Beberapa hari ini media dihangatkan oleh "penampakan" seorang (mantan) vokalis band Nasional karena penampilannya sebagai pejabat publik yang nyentrik. Ya, dia adalah Pasha Ungu yang pada tahun 2016 kemarin terpilih sebagai Wakil Walikota Palu, kota yang bertetangga dengan kota tempat kelahirannya (Donggala). Bersama dengan Walikota Hidayat, Pasha menjabat sebagai Wakil Walikota untuk periode 2016-2021.
Ihwal yang membuatnya menjadi sorotan dan bahan kontroversi adalah gaya rambutnya yang dinilai publik tidak pantas untuk seorang pejabat. Pasha menampilkan gaya rambut "kuciran" mirip-mirip anak-anak jalanan dengan gaya free style-nya. Akibatnya dia menuai berbagai kecaman dan cemoohan yang berasal dari masyarakat biasa sampai pejabat atasannya.
Direktur Fasilitas Kepala Daerah, DPD dan Hubungan antar lembaga (FKDH) Kemendagri, Akmal Malik menyebut gaya rambut Pasha melanggar etika. "Sisi etika saja, ada aturan berpakaian rapi, tata cara berpakaian dinas. Secara normatif tidak melanggar UU, hanya melanggar etika tata cara berpakaian." Demikian respons Akmal saya kutip dari sebuah media.

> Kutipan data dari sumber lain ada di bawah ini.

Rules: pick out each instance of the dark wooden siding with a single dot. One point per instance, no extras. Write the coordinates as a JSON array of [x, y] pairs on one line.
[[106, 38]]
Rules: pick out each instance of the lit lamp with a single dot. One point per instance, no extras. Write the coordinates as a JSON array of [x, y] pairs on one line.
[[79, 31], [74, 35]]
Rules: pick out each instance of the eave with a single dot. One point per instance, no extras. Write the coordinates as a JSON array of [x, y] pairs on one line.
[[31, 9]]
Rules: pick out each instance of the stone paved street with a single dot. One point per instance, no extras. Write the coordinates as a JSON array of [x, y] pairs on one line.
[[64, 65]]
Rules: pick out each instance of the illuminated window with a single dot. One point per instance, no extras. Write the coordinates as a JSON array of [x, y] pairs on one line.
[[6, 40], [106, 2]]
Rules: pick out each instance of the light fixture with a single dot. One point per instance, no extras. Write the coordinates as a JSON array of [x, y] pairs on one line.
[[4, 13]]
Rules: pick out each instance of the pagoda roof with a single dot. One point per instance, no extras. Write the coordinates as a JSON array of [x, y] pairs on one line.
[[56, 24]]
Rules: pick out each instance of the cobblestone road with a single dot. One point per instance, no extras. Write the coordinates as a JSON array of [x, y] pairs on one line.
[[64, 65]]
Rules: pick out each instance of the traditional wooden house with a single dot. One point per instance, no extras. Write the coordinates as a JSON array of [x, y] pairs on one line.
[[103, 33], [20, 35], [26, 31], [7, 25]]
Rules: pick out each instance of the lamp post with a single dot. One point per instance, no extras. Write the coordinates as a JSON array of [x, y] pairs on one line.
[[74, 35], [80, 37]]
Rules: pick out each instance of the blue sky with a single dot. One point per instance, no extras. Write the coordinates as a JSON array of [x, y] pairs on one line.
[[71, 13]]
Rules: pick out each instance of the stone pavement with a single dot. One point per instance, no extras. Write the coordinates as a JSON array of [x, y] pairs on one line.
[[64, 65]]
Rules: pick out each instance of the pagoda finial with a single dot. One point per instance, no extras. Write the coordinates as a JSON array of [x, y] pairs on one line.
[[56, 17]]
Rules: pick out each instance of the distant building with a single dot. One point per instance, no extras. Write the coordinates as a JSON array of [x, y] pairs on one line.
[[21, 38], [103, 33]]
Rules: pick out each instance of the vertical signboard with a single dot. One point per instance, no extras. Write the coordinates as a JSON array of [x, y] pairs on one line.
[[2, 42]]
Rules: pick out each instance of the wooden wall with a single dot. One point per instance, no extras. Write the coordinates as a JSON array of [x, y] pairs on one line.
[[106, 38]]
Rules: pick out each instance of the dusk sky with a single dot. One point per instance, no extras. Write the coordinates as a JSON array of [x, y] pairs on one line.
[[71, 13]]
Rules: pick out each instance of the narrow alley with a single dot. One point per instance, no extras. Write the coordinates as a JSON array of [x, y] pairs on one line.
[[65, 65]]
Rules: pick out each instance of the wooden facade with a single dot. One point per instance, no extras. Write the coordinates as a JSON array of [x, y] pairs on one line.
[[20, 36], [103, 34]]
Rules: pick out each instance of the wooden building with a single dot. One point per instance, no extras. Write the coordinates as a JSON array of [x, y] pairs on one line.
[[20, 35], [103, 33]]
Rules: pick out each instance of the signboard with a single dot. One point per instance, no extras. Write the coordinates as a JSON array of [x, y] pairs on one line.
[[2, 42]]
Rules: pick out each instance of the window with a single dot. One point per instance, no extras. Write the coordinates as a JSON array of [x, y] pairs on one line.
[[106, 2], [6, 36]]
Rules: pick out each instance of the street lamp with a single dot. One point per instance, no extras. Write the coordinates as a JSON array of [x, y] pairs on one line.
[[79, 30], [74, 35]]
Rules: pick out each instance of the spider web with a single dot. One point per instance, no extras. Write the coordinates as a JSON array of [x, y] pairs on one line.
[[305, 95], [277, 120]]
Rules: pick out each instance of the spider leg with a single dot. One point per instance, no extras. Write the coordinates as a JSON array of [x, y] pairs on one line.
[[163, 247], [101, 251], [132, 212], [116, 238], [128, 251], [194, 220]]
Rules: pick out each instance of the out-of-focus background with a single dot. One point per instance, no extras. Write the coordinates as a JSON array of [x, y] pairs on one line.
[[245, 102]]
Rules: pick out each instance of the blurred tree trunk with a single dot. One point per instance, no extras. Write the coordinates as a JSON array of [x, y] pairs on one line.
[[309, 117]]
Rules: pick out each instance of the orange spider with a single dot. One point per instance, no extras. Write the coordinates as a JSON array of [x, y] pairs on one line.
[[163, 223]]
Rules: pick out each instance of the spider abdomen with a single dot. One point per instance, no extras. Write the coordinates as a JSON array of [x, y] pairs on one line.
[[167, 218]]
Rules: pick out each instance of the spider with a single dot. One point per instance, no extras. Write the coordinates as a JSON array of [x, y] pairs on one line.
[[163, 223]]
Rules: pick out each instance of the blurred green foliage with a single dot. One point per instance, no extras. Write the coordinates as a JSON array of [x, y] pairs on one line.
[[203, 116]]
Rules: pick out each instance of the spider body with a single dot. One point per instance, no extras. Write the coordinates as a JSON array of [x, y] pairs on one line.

Lain halnya dengan Akmal, Mendagri Tjahjo Koemolo justru berpendapat sebaliknya. Dia mengatakan kalau gaya tersebut bukan merupakan pelanggaran baik dari segi aturan atau etika.Â
Mendagri mengatakan, seperti diberitakan Kompas.com: "Dari foto yang beredar tidak menyalahi undang-undang atau peraturan. Seragam sudah benar, potongan rambut wajar." Kata Tjahjo melalui pesan singkatnya, Senin (22/1/2018).
Nah loh. Satu fenomena gaya seorang pejabat daerah telah menjadi bahan "pembelajaran persepsi" baik di kalangan masyarakat maupun di kalangan pejabat sendiri. Barangkali ini mungkin salah satu ekspresi dan realitas dari konsep bernegara dan berbangsa yang namanya demokrasi.
Terlepas dari beragam polemik di atas, ada beberapa hal yang menurut saya menarik untuk dipikirkan terkait gaya personal seorang pejabat publik (pulic officer). Di sana terdapat tiga hal yang kita kenal sebagai personal style, public officer dan public demand (tuntutan masyarakat).
Nada-nadanya seperti mau membuat teori baru dalam bidang personal and public performance. Boleh saja kalau mau dibilang seperti itu juga, toh siapa pun bebas berteori, teori berbasis opini.
Personal Style dan Jalan Setapak
Entah kita sebagai rakyat biasa saja atau seorang rakyat biasa yang kebetulan jadi pejabat publik, di dalam diri kita tetap saja ada aspek personalnya. Bukan hanya karena eksistensi kita sebagai manusia dengan fungsi individu itu mendahului eksistensi ketika menjalankan fungsi publik, tetapi dengan adanya personalitas diri, kita membuktikan bahwa tiap manusia memiliki keunikan dan memiliki gaya.
Style is a manner of doing or presenting things. Demikian pengertian mengenai style atau gaya. Jika gaya berarti cara seseorang melakukan atau menyajikan sesuatu mengenai sesuatu, tentunya hal itu memiliki konsekuensi untuk munculnya perbedaan antara satu cara dengan cara yang lainnya.